Arrivando alla terza fase di questa storia, quella più recente, è sempre più comune parlare di “prodotto audiovisivo”, dove spesso la qualità del grande cinema si trova nella produzione seriale di alto livello. Sky ha certamente segnato una svolta generando quella che viene chiamata “tutta un’altra fiction”, si pensi a titoli come “Romanzo Criminale” e “Gomorra”, fino ad arrivare a “M. il figlio del secolo” che non a caso sarà presentato proprio in questa edizione di Mostra del Cinema di Venezia.

Dalla svolta di Sky nel 2007/2008, la strategia produttiva ed editoriale della pay tv italiana è cambiata, puntando sulla “qualità cinematografica”. Questo però implica una sempre più attenzione alla promozione del nuovo prodotto per avvicinare più target diversi. Emanuele Marchesi, Haed of Content Development di Sky Studios, ha parlato di “eventizzazione del lancio”, possibile proprio grazie alla visione televisiva. «Diventa fondamentale una programmazione tv che guidi lo spettatore a riconoscere il prodotto cinematografico da quello più commerciale, anche valorizzandone l’investimento produttivo/dell’editore».

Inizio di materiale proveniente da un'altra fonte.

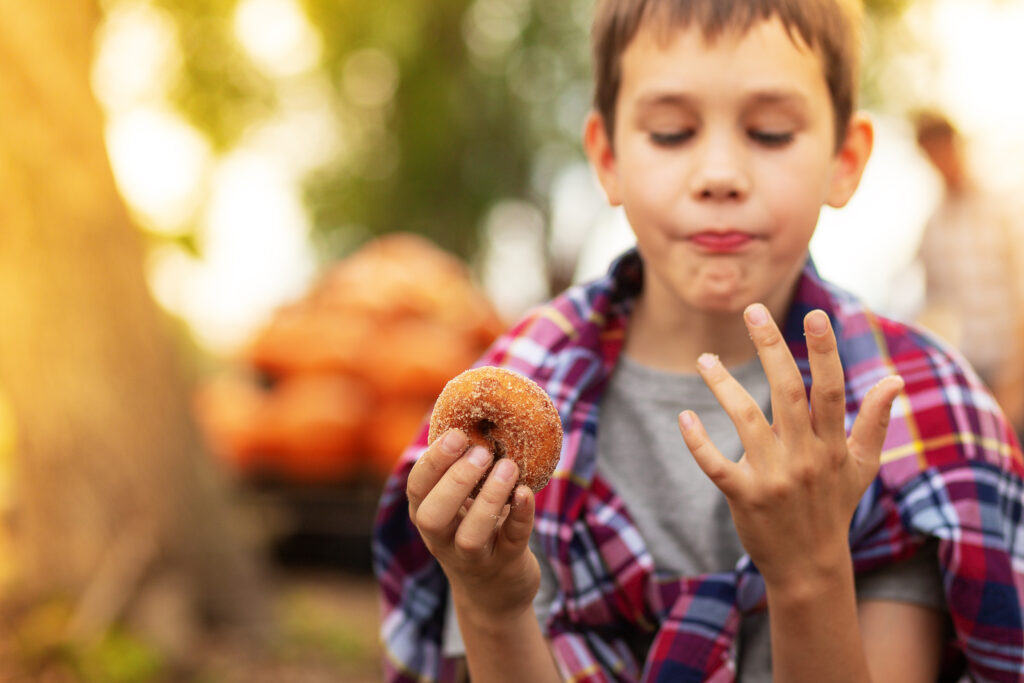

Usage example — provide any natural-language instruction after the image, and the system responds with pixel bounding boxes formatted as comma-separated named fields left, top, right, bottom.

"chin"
left=689, top=292, right=752, bottom=317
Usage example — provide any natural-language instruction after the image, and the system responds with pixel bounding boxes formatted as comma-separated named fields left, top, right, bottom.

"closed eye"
left=748, top=130, right=794, bottom=147
left=650, top=130, right=695, bottom=147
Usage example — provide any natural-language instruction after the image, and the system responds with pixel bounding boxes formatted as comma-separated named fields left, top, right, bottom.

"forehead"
left=618, top=16, right=830, bottom=108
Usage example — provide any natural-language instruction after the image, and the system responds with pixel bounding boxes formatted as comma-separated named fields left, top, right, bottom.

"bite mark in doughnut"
left=428, top=366, right=563, bottom=493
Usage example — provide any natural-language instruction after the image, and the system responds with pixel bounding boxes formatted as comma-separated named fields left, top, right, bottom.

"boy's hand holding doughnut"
left=406, top=367, right=562, bottom=623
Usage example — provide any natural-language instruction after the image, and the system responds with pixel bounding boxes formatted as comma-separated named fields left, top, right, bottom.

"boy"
left=375, top=1, right=1024, bottom=681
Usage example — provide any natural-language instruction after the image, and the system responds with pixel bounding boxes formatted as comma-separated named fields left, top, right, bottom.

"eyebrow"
left=743, top=89, right=810, bottom=110
left=634, top=93, right=696, bottom=111
left=633, top=88, right=810, bottom=111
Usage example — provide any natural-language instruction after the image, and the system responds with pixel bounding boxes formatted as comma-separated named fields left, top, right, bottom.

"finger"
left=804, top=310, right=848, bottom=444
left=696, top=352, right=773, bottom=460
left=407, top=429, right=468, bottom=516
left=414, top=445, right=493, bottom=539
left=744, top=303, right=808, bottom=434
left=500, top=486, right=536, bottom=548
left=678, top=410, right=743, bottom=497
left=453, top=458, right=519, bottom=557
left=848, top=375, right=904, bottom=470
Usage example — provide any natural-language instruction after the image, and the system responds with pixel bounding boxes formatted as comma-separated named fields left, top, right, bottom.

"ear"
left=826, top=111, right=874, bottom=208
left=583, top=110, right=623, bottom=207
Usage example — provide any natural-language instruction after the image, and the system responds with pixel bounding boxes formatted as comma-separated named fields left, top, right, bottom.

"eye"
left=748, top=129, right=794, bottom=147
left=649, top=130, right=695, bottom=147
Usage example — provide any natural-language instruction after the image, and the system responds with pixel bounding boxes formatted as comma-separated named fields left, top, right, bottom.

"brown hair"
left=912, top=109, right=958, bottom=147
left=591, top=0, right=863, bottom=149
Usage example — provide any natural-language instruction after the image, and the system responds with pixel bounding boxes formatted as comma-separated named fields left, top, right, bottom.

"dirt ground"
left=195, top=569, right=383, bottom=683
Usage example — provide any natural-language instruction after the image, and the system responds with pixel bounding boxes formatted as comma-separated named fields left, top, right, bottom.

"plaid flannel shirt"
left=373, top=249, right=1024, bottom=682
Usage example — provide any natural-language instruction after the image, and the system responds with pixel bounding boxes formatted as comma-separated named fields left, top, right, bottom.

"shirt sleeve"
left=441, top=531, right=560, bottom=657
left=855, top=539, right=946, bottom=611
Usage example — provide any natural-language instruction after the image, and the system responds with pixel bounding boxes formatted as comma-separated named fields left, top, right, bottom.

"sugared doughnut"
left=428, top=366, right=563, bottom=493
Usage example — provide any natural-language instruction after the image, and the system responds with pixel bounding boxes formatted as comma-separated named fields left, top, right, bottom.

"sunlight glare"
left=480, top=200, right=549, bottom=320
left=91, top=1, right=181, bottom=110
left=105, top=107, right=211, bottom=236
left=187, top=152, right=316, bottom=352
left=234, top=0, right=322, bottom=78
left=929, top=0, right=1024, bottom=193
left=243, top=74, right=345, bottom=177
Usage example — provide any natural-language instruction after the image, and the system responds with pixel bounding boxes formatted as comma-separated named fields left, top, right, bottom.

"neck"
left=624, top=295, right=757, bottom=373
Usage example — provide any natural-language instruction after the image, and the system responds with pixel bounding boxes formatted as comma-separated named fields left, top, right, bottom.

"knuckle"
left=414, top=507, right=448, bottom=536
left=764, top=475, right=794, bottom=501
left=829, top=445, right=848, bottom=467
left=808, top=334, right=836, bottom=354
left=475, top=482, right=508, bottom=507
left=448, top=463, right=484, bottom=490
left=757, top=328, right=785, bottom=348
left=453, top=530, right=482, bottom=557
left=703, top=369, right=728, bottom=388
left=791, top=462, right=818, bottom=486
left=818, top=384, right=846, bottom=405
left=698, top=456, right=727, bottom=483
left=405, top=485, right=422, bottom=508
left=782, top=381, right=807, bottom=405
left=414, top=452, right=444, bottom=481
left=420, top=451, right=443, bottom=473
left=738, top=403, right=763, bottom=426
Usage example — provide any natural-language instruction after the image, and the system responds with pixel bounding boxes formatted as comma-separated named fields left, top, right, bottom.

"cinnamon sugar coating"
left=428, top=366, right=563, bottom=492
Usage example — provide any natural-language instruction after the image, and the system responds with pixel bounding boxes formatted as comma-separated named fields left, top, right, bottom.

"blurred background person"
left=913, top=109, right=1024, bottom=437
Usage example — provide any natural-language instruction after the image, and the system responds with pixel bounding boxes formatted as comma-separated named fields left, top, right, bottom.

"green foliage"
left=74, top=629, right=165, bottom=683
left=155, top=0, right=277, bottom=152
left=132, top=0, right=920, bottom=264
left=299, top=0, right=536, bottom=260
left=8, top=600, right=164, bottom=683
left=863, top=0, right=915, bottom=18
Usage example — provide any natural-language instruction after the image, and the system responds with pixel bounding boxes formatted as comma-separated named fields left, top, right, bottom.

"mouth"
left=687, top=230, right=758, bottom=253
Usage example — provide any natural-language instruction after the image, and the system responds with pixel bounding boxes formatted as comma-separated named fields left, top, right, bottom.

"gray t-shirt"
left=444, top=355, right=946, bottom=679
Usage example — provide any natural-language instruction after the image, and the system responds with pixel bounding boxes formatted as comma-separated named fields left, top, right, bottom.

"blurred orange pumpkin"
left=193, top=232, right=506, bottom=484
left=259, top=375, right=370, bottom=482
left=361, top=398, right=434, bottom=479
left=193, top=372, right=270, bottom=470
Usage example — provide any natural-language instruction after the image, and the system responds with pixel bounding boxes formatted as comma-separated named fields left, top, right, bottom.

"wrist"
left=761, top=543, right=855, bottom=604
left=450, top=587, right=535, bottom=638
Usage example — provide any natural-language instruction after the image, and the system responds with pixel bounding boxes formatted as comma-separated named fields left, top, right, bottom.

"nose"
left=689, top=132, right=749, bottom=201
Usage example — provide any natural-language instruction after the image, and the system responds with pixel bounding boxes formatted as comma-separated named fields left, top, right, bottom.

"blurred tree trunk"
left=0, top=0, right=268, bottom=658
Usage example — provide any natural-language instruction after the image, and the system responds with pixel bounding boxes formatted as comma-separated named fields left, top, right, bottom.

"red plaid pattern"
left=374, top=250, right=1024, bottom=682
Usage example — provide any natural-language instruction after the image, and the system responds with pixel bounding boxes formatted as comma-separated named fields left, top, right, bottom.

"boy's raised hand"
left=678, top=303, right=904, bottom=590
left=406, top=428, right=540, bottom=620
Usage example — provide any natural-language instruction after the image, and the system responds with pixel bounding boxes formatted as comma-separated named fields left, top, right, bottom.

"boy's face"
left=585, top=17, right=870, bottom=318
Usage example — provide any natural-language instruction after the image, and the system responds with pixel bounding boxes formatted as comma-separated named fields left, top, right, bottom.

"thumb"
left=849, top=375, right=904, bottom=465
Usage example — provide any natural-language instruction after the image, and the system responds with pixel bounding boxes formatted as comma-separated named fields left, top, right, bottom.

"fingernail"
left=697, top=353, right=718, bottom=370
left=513, top=487, right=528, bottom=508
left=442, top=429, right=467, bottom=454
left=745, top=304, right=768, bottom=327
left=467, top=446, right=491, bottom=467
left=679, top=410, right=695, bottom=429
left=495, top=458, right=516, bottom=482
left=806, top=310, right=829, bottom=336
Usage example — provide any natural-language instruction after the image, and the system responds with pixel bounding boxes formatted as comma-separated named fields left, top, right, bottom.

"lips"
left=688, top=231, right=756, bottom=253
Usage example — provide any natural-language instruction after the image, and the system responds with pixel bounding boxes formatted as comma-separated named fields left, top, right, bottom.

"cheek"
left=621, top=146, right=686, bottom=205
left=757, top=154, right=833, bottom=220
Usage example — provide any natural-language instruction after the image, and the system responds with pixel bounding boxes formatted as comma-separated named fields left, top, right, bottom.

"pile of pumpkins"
left=193, top=233, right=505, bottom=484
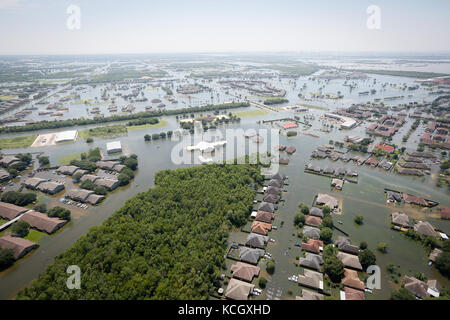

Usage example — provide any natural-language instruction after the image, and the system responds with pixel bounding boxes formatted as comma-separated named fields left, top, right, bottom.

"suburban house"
left=96, top=161, right=124, bottom=172
left=439, top=206, right=450, bottom=220
left=296, top=289, right=324, bottom=300
left=0, top=168, right=10, bottom=182
left=0, top=235, right=38, bottom=260
left=65, top=189, right=105, bottom=205
left=297, top=269, right=323, bottom=290
left=268, top=179, right=283, bottom=188
left=391, top=212, right=410, bottom=228
left=20, top=211, right=67, bottom=234
left=263, top=193, right=279, bottom=204
left=255, top=211, right=274, bottom=224
left=36, top=181, right=65, bottom=194
left=429, top=248, right=443, bottom=263
left=303, top=226, right=321, bottom=239
left=337, top=252, right=363, bottom=270
left=299, top=253, right=323, bottom=272
left=80, top=174, right=101, bottom=183
left=239, top=247, right=265, bottom=265
left=230, top=262, right=260, bottom=282
left=269, top=172, right=285, bottom=181
left=24, top=177, right=47, bottom=190
left=403, top=193, right=428, bottom=206
left=331, top=178, right=344, bottom=190
left=225, top=278, right=254, bottom=300
left=0, top=201, right=28, bottom=220
left=414, top=221, right=436, bottom=237
left=309, top=207, right=324, bottom=218
left=301, top=239, right=323, bottom=254
left=342, top=269, right=365, bottom=291
left=258, top=202, right=276, bottom=213
left=340, top=286, right=365, bottom=300
left=251, top=221, right=272, bottom=235
left=94, top=178, right=120, bottom=191
left=57, top=165, right=83, bottom=176
left=264, top=186, right=281, bottom=195
left=245, top=233, right=268, bottom=249
left=403, top=276, right=441, bottom=299
left=315, top=193, right=338, bottom=210
left=335, top=236, right=360, bottom=255
left=0, top=156, right=19, bottom=168
left=305, top=215, right=322, bottom=227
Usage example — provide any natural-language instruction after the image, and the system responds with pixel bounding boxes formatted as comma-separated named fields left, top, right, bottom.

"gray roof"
left=335, top=236, right=360, bottom=255
left=303, top=226, right=321, bottom=239
left=391, top=212, right=409, bottom=228
left=258, top=202, right=275, bottom=213
left=245, top=233, right=268, bottom=249
left=309, top=207, right=324, bottom=218
left=239, top=247, right=265, bottom=265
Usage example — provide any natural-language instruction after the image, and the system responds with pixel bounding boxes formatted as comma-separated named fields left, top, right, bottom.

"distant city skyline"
left=0, top=0, right=449, bottom=55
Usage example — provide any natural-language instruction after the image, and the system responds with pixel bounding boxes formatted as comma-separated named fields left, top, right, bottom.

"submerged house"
left=414, top=221, right=436, bottom=237
left=335, top=236, right=360, bottom=255
left=239, top=247, right=265, bottom=265
left=337, top=252, right=363, bottom=270
left=258, top=202, right=276, bottom=213
left=225, top=278, right=254, bottom=300
left=0, top=235, right=37, bottom=260
left=391, top=212, right=410, bottom=228
left=20, top=211, right=67, bottom=234
left=251, top=221, right=272, bottom=235
left=230, top=262, right=260, bottom=282
left=297, top=269, right=323, bottom=290
left=245, top=233, right=268, bottom=249
left=0, top=201, right=28, bottom=220
left=303, top=226, right=321, bottom=239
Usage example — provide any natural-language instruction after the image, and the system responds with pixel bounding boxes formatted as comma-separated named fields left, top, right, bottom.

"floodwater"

Il rapporto tra televisione e cinema continuerà a evolvere nell’industria mediale. Quello che è certo è che una buona programmazione di cinema, il prodotto mediale più longevo di tutti, porta valore ai palinsesti tv per il suo essere un “contenuto premium” e alla sua industry per valorizzarne gli investimenti.

La sfida sarà riuscire a conciliare alta qualità e professionalità con necessità commerciali, adeguando e rendendo sempre più chiaro anche il quadro regolamentativo.